A bill aimed at banning the retail sale of combustion-engine-powered mopeds has effectively died in the Hawaii State Legislature.
House Bill 801, introduced by a host of state representatives including Big Island Reps. Nicole Lowen (D-North Kona), Jeanne Kapela (D-South Kona, Ka‘u) and Chris Todd (D-Hilo) aimed to prohibit the retail sale of combustion engine-powered mopeds starting Jan. 1, 2023, citing noise pollution as the primary concern.
The bill received mixed testimony in a Thursday afternoon hearing by the House Committee on Consumer Protection and Commerce. Environmental groups including Imua Alliance, Climate Protectors Coalition and Blue Planet Foundation voiced support for the bill as a means to combat climate change.
“We should take steps to accelerate Hawaii’s efforts to address climate change and develop a clean economy, including by reducing combustion-engine powered vehicles on our state’s streets,” said Kris Coffield, executive director of Imua Alliance in a statement.
Those expressing opposition included the group Retail Merchants of Hawaii and a number of moped sale and rental companies. Multiple testifiers disputed the bill’s claim that mopeds with factory mufflers were a serious problem.
“The noise-polluting mopeds that this bill is trying to get off the roads are an extremely small percentage of owners who find pleasure in modifying older mopeds,” said Nathan Bingham, owner of Hawaiian Style Rentals and Sales, noting that new mopeds sold today do not emit noise louder than the 100 decibels at half throttle allowed by current safety inspection requirements.
Committee Chairman Oahu Democratic Rep. Aaron Ling Johanson deferred the measure near the conclusion of the hearing.

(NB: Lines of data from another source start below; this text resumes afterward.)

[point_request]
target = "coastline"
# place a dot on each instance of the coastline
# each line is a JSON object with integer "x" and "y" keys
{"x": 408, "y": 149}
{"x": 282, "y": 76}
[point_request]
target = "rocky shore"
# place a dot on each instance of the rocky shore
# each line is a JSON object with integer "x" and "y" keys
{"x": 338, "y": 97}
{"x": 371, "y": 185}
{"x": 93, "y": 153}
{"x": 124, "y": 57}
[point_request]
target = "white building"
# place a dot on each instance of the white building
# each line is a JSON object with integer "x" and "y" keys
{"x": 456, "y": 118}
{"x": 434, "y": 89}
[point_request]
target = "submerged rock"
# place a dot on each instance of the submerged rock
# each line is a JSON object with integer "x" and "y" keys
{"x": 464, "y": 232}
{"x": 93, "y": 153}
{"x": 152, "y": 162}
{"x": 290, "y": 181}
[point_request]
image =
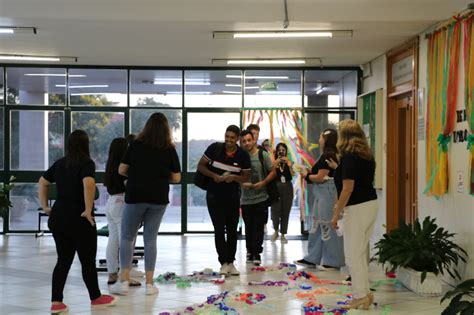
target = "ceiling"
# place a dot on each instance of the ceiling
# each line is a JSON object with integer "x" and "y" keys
{"x": 179, "y": 32}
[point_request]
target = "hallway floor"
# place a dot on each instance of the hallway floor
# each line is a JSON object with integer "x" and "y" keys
{"x": 26, "y": 265}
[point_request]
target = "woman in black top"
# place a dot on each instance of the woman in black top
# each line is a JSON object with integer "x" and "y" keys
{"x": 357, "y": 200}
{"x": 115, "y": 184}
{"x": 282, "y": 207}
{"x": 325, "y": 247}
{"x": 71, "y": 219}
{"x": 150, "y": 163}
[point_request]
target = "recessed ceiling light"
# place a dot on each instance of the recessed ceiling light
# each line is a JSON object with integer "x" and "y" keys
{"x": 282, "y": 34}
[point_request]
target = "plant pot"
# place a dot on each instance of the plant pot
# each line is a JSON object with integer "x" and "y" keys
{"x": 412, "y": 280}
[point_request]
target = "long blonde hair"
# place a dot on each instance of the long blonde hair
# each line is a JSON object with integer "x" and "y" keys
{"x": 352, "y": 140}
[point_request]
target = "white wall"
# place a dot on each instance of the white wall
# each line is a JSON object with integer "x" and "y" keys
{"x": 455, "y": 210}
{"x": 370, "y": 84}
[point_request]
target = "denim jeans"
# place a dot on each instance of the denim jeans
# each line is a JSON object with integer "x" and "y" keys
{"x": 133, "y": 215}
{"x": 327, "y": 250}
{"x": 113, "y": 212}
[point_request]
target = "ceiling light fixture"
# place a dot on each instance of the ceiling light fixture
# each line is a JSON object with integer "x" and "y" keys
{"x": 249, "y": 77}
{"x": 282, "y": 34}
{"x": 268, "y": 61}
{"x": 53, "y": 75}
{"x": 17, "y": 30}
{"x": 10, "y": 57}
{"x": 83, "y": 86}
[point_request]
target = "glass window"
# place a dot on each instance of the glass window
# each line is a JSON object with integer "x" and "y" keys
{"x": 36, "y": 139}
{"x": 98, "y": 87}
{"x": 199, "y": 137}
{"x": 330, "y": 88}
{"x": 138, "y": 118}
{"x": 36, "y": 86}
{"x": 198, "y": 215}
{"x": 213, "y": 88}
{"x": 102, "y": 128}
{"x": 24, "y": 213}
{"x": 158, "y": 88}
{"x": 2, "y": 139}
{"x": 272, "y": 88}
{"x": 1, "y": 86}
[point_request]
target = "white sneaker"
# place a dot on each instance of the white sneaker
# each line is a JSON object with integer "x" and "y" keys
{"x": 119, "y": 287}
{"x": 224, "y": 269}
{"x": 151, "y": 289}
{"x": 232, "y": 270}
{"x": 274, "y": 237}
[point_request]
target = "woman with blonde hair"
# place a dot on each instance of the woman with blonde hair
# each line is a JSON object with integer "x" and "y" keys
{"x": 357, "y": 200}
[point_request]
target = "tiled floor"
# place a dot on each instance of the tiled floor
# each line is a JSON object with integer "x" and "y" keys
{"x": 26, "y": 264}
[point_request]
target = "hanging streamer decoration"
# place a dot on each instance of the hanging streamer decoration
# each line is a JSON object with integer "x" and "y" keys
{"x": 443, "y": 61}
{"x": 469, "y": 92}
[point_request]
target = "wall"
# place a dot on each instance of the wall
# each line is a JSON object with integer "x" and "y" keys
{"x": 455, "y": 210}
{"x": 370, "y": 84}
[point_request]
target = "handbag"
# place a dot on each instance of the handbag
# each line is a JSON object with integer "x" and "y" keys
{"x": 202, "y": 181}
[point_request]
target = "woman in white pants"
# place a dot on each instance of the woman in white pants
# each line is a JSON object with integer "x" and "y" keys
{"x": 357, "y": 200}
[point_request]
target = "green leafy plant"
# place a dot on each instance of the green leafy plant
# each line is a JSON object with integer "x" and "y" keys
{"x": 458, "y": 306}
{"x": 424, "y": 248}
{"x": 5, "y": 202}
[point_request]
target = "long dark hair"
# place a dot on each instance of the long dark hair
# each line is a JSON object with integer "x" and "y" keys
{"x": 281, "y": 144}
{"x": 156, "y": 132}
{"x": 330, "y": 143}
{"x": 77, "y": 148}
{"x": 117, "y": 149}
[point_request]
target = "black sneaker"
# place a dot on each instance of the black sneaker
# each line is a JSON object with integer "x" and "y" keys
{"x": 305, "y": 263}
{"x": 257, "y": 260}
{"x": 249, "y": 258}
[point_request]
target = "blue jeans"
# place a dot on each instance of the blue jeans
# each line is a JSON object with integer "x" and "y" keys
{"x": 133, "y": 215}
{"x": 331, "y": 251}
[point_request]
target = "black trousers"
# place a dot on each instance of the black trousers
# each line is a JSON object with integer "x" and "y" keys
{"x": 225, "y": 218}
{"x": 71, "y": 236}
{"x": 255, "y": 216}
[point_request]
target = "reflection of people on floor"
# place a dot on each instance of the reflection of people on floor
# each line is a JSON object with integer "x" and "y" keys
{"x": 281, "y": 208}
{"x": 227, "y": 165}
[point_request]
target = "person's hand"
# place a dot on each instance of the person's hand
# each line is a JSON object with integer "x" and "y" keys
{"x": 258, "y": 185}
{"x": 334, "y": 222}
{"x": 89, "y": 217}
{"x": 331, "y": 163}
{"x": 218, "y": 178}
{"x": 247, "y": 185}
{"x": 47, "y": 210}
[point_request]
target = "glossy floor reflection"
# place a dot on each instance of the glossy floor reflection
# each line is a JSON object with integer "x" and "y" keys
{"x": 26, "y": 264}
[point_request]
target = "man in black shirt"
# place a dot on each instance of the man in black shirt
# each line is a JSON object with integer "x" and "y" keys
{"x": 227, "y": 165}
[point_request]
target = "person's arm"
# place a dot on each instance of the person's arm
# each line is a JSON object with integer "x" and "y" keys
{"x": 123, "y": 169}
{"x": 175, "y": 178}
{"x": 89, "y": 195}
{"x": 43, "y": 194}
{"x": 202, "y": 167}
{"x": 317, "y": 178}
{"x": 347, "y": 189}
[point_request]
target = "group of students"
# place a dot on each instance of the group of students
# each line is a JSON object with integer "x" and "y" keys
{"x": 138, "y": 174}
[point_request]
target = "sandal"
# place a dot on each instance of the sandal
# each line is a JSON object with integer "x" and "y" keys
{"x": 134, "y": 283}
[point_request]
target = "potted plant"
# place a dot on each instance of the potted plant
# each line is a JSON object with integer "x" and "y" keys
{"x": 420, "y": 252}
{"x": 5, "y": 203}
{"x": 458, "y": 306}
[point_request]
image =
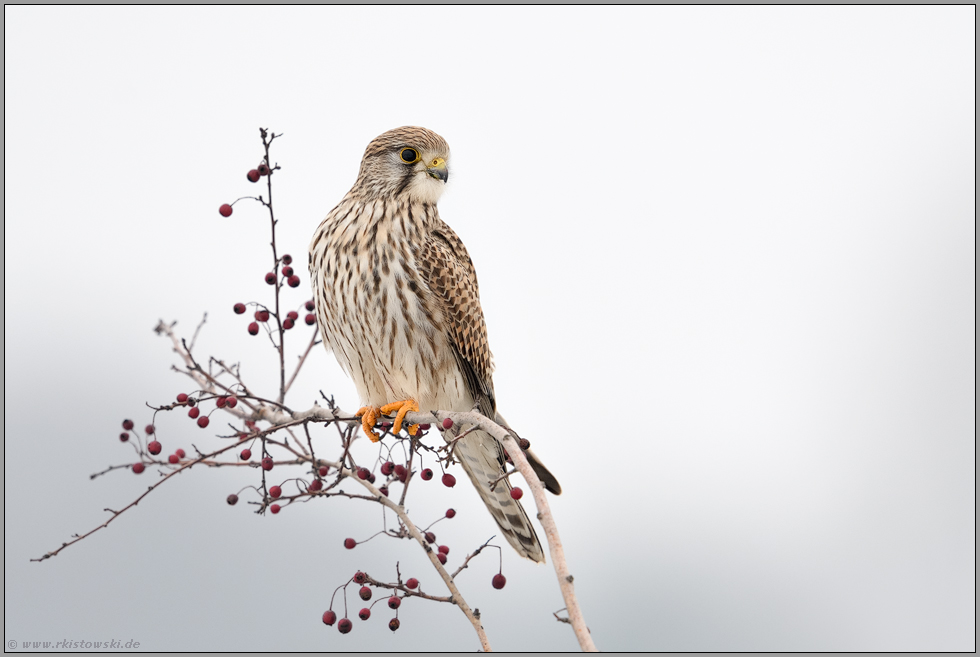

He expressed agreement with the spirit of the proposal, but ultimately decided against moving the bill forward.
“I think that, as we heard in testimony, there’s just a lot of issues with this bill,” he said. “It’s well intended and I agree with the spirit of it, but I think the incredibly soon deadline for implementation is not practical for those buying or selling mopeds at the present moment.”